In an illustration of the coming schism between pro-business Republicans and social conservatives in the party, the state’s largest business lobby is opposing all statewide immigration proposals, saying that attempting to solve the problem of illegal immigration at the state level is ineffective. “The bottom line is, Congress needs to act and pass comprehensive immigration reform. We’re sympathetic to the fact that Congress hasn’t acted. We’re frustrated, too,” says Bill Hammond, president of the Texas Association of Business. Hammond maintains the E-Verify computer system is too unreliable to put to use in Texas.
I’ll say again, until such time as Hammond and his cronies take direct action to oppose the lawmakers who are the driving forces behind this madness, their so-called “opposition” is meaningless fluff. Call them out by name, lobby them directly, recruit and/or raise money for primary opponents – there are many things they can do. Hell, just not giving money to them would be a step in the right direction.

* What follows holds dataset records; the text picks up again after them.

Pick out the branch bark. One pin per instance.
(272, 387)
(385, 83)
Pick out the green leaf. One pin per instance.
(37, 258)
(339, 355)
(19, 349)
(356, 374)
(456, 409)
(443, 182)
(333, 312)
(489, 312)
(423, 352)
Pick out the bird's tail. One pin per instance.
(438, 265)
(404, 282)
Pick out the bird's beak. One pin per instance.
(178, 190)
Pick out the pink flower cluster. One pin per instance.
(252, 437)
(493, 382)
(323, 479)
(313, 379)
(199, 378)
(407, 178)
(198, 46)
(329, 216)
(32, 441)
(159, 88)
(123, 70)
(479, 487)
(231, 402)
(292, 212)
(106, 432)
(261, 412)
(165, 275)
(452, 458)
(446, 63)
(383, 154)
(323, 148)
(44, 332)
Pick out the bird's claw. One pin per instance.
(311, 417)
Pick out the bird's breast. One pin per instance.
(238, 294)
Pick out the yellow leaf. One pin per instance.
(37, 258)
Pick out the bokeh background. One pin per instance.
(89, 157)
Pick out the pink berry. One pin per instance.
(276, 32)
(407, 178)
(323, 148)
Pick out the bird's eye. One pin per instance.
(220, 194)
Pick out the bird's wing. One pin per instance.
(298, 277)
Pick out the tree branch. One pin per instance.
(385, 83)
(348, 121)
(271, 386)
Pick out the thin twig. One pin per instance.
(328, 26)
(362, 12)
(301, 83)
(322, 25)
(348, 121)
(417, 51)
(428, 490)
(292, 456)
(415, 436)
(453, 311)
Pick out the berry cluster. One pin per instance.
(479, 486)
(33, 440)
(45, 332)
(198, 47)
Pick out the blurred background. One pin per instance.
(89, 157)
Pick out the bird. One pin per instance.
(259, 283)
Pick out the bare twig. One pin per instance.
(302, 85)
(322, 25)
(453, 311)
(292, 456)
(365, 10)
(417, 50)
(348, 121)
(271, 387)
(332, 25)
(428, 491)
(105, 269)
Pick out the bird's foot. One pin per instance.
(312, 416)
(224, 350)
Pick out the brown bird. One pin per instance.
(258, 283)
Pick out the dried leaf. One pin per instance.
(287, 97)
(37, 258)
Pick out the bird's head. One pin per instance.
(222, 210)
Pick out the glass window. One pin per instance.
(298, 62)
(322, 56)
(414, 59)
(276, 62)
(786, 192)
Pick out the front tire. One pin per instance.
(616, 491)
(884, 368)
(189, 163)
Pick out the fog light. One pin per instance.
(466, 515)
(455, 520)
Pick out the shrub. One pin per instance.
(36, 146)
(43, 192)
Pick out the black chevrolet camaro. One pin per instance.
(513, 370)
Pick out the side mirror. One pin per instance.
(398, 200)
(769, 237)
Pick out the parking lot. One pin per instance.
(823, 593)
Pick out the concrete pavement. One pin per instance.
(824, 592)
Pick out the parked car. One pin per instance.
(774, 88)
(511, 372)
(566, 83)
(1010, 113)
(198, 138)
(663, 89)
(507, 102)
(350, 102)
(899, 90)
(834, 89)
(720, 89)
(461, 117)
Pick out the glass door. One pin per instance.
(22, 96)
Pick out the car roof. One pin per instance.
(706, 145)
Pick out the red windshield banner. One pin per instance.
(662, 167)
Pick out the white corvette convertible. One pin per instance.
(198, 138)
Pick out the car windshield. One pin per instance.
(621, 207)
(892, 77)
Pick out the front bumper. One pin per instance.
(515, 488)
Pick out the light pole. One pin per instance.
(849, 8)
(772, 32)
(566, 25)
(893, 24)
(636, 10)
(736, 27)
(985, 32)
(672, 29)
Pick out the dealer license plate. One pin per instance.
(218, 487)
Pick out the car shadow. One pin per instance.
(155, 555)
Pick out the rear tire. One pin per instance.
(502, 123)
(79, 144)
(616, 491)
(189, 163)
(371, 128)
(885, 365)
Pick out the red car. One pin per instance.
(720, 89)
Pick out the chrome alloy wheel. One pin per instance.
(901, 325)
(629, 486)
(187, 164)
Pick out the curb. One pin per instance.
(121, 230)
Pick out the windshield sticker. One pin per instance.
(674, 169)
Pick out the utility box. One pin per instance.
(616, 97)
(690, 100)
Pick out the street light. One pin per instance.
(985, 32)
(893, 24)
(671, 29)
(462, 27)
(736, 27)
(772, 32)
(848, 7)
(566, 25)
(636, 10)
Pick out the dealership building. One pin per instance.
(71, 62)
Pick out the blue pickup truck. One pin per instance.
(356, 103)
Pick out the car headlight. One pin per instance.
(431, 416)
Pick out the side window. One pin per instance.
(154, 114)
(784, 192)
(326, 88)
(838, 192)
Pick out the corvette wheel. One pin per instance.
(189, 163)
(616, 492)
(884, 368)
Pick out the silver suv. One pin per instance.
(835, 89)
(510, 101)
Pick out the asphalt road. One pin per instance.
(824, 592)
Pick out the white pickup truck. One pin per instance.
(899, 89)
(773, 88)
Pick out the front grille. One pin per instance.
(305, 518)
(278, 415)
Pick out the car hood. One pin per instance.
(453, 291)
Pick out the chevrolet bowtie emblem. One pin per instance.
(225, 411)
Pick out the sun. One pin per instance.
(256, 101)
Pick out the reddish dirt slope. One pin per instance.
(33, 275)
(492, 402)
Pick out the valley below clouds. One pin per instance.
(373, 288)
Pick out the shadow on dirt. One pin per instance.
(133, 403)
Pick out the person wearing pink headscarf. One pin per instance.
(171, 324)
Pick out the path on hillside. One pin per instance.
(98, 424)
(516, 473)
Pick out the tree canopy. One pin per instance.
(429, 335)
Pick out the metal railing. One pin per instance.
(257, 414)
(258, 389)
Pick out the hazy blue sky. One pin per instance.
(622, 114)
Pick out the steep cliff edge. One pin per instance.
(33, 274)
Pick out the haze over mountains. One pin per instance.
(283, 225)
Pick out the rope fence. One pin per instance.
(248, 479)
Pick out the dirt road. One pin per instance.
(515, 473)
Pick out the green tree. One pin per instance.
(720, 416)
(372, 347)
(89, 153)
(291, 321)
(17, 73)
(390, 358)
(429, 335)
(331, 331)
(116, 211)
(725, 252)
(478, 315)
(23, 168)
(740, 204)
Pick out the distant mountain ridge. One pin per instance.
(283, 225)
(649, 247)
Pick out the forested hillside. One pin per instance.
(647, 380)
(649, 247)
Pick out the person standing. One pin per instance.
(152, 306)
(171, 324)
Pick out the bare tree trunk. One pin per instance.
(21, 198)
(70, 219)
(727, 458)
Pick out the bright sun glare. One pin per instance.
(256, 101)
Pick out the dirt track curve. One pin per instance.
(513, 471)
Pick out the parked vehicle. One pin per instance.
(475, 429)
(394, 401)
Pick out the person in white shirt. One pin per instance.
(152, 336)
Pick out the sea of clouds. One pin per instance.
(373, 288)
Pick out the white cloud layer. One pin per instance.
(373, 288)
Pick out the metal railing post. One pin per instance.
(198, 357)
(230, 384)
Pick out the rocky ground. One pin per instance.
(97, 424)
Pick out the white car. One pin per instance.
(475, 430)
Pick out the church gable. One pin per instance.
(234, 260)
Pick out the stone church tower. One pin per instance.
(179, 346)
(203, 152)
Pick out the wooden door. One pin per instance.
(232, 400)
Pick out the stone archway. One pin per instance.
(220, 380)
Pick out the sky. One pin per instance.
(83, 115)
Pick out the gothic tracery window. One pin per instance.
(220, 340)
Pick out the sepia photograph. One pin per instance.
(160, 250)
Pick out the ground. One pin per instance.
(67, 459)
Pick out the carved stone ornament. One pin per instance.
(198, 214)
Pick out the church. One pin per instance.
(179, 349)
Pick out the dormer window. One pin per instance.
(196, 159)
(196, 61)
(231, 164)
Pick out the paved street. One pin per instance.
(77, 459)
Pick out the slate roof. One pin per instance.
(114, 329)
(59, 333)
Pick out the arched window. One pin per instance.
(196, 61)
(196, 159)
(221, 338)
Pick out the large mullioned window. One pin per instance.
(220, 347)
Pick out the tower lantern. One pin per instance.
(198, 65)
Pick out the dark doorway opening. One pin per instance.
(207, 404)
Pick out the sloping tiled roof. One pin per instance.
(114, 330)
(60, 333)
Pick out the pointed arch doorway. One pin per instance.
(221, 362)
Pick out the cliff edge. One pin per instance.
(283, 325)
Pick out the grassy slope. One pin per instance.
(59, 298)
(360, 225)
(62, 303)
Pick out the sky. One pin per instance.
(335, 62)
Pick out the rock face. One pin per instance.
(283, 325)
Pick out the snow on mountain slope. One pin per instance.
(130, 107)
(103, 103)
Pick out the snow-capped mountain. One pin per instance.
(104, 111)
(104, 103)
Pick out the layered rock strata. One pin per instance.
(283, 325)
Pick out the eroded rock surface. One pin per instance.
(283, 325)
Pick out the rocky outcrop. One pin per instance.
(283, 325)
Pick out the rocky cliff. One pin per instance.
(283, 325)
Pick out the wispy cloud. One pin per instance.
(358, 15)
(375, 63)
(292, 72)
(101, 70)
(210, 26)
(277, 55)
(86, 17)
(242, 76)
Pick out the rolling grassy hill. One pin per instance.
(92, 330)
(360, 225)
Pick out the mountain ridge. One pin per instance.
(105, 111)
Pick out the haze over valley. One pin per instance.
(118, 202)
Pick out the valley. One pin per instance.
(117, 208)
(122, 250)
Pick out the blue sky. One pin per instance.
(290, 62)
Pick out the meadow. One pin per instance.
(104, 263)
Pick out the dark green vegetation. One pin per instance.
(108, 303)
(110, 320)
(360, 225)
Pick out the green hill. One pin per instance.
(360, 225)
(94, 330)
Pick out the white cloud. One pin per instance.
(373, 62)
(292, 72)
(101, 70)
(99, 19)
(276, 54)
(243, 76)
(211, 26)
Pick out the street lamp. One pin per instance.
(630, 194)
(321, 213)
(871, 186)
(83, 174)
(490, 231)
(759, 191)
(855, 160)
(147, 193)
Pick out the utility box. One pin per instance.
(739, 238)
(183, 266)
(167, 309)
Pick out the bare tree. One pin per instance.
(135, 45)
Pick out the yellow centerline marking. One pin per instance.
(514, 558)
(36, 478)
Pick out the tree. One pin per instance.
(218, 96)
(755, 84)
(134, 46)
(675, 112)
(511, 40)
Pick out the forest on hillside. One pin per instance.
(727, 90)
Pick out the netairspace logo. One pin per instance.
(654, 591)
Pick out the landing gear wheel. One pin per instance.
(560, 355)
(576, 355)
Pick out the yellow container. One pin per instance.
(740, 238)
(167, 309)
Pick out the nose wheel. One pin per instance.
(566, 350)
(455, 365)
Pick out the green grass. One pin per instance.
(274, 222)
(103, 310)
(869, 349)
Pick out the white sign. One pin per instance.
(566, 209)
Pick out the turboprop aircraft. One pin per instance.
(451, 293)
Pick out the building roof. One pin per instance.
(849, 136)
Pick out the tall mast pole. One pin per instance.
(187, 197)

Put your money where your mouth is, Bill, or sit down, shut up and take it like the wimp you’ve been so far on this. If not, don’t be surprised when something like this happens.
The other group to watch will be those newly elected Latino Republicans in the Lege.
During the 81st Legislature, MALC put forth a united front in opposition to one of the session’s most divisive issues: voter ID. Though some members were more vocal than others, the caucus as a whole participated in the “chubbing” that successfully killed the bill on the House floor.
Assuming that all Hispanics will lock arms this session would be a mistake, [Rep.-elect Larry] Gonzales says.
“It does Latinos a huge disservice to say we all think alike,” he says.
Asked about whether he would vote for an Arizona-style immigration law in Texas, Gonzales said it would be “irresponsible” for him to deal with a hypothetical. But, he says, he supports the Arizona Legislature’s interpretation of what it believes is best for the state.
“I totally respect Arizona’s right as a sovereign state to do what it feels it needs to do,” he says.
[Rep. Trey] Martinez Fischer is optimistic that differences can bridged.
“Yes, they are Republican. Yes, their ideology is different. But we are all Latinos,” he says. “I don’t see why an issue that affects me one way should be 180 degrees opposite somewhere else.”
I’m afraid I don’t share Rep. Martinez Fischer’s optimism. But we’re sure gonna find out soon enough.